The AIA also has honored Michael Graves, FAIA, with the 2010 Topaz Medallion for Excellence in Architectural Education to recognize his contributions to education. Graves has spent more than four decades as an architectural design and theory educator, teaching for 39 years at Princeton University's School of Architecture, serving as a visiting professor, giving lectures, and participating in design juries at several other schools of architecture in the United States. He currently serves as Princeton's Robert Schirmer Professor of Architecture, Emeritus. At Princeton alone, Graves has influenced and shaped the minds and future careers of thousands of students across several disciplines, enriching them with his own sense of the past in the context of current aesthetic and social interests, while his own exceptional career as a practitioner provided them with a positive role model, according to the AIA. For Graves, teaching has been a way to contribute to architecture's future. Graves received the 2001 AIA Gold Medal and has won 12 national AIA Honor awards; and the AIA New Jersey established the Michael Graves Lifetime Achievement Award in his honor. Michael Graves & Associates has won more than 65 AIA New Jersey awards.
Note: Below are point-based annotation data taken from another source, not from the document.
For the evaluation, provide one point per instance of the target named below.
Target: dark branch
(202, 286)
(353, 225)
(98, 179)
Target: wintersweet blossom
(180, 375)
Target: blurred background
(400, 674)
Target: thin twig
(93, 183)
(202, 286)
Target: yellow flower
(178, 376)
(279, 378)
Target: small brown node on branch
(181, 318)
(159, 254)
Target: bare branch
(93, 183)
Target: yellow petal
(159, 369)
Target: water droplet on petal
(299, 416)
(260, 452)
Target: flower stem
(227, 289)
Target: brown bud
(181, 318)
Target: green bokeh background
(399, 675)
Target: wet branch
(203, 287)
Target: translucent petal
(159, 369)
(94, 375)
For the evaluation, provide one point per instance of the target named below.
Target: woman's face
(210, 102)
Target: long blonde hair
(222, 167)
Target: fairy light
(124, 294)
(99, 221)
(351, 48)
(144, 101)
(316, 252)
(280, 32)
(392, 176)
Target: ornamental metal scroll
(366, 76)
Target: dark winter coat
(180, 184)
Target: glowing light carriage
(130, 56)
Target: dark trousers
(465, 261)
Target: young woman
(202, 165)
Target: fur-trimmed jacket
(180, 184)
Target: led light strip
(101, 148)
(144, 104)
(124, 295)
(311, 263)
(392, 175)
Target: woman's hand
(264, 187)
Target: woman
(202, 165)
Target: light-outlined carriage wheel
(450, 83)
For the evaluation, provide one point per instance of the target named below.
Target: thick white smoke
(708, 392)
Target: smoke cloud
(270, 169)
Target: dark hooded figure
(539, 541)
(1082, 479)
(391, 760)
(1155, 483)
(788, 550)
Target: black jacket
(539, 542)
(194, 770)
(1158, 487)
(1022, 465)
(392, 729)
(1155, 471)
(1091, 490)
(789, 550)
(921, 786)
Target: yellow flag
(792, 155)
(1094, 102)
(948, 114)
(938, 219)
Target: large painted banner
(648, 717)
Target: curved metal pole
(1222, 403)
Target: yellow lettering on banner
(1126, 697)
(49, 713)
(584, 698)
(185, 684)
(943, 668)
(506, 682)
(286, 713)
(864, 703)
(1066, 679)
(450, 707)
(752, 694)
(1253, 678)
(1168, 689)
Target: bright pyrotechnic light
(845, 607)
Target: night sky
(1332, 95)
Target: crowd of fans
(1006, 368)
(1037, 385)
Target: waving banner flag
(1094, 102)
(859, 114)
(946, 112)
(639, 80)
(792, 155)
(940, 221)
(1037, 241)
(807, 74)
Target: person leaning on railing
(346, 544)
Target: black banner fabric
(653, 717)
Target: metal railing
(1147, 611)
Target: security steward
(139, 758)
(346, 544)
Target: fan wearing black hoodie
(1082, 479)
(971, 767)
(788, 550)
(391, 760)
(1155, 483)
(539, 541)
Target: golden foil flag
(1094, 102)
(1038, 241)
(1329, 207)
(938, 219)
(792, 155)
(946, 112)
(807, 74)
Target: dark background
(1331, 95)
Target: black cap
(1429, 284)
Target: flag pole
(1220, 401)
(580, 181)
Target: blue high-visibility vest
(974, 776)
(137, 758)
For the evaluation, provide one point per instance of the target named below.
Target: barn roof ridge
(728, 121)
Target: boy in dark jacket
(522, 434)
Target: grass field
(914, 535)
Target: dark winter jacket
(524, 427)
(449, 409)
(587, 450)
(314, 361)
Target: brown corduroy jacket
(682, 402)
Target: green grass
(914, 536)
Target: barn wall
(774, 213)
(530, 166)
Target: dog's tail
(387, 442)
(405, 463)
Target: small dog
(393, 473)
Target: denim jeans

Benjamin Vargas, FAIA, of Bartizan Group Architects & Project Managers, San Juan, Puerto Rico, is the 2010 recipient of the Whitney M. Young Jr. Award. Throughout his years of involvement in the AIA, Vargas has advocated to survey and remedy the lack of minority participation in the organization and in the profession. He has led many of the AIA's diversity initiatives, helping to create the Diversity Recognition program in 2009, helping to craft the organization's position statement on diversity in 2005, and participating in the planning for the Diversity Plenary in 2007. Vargas, who served as the AIA Board's Florida/Caribbean regional director in 2002, has continually worked to raise awareness of the gap between Hispanic and Latino presence in the AIA and in the profession; he has also actively encouraged collaboration and helped establish networks among practitioners in the Caribbean.

In addition to these annual awards, the AIA inaugurated as its 86th president George H. Miller, FAIA, partner at Pei Cobb Freed & Partners. Miller served as AIA first vice president throughout 2009. He joined Pei Cobb Freed & Partners in 1975 (then called I.M. Pei & Partners) and has worked on many notable projects during his time with the firm. He served as president of the AIA New York Chapter in 2003, was the New York regional director from 2003 to 2006, and chaired both the 2007 Board Community Committee and the AIA 150 Oversight Task Force.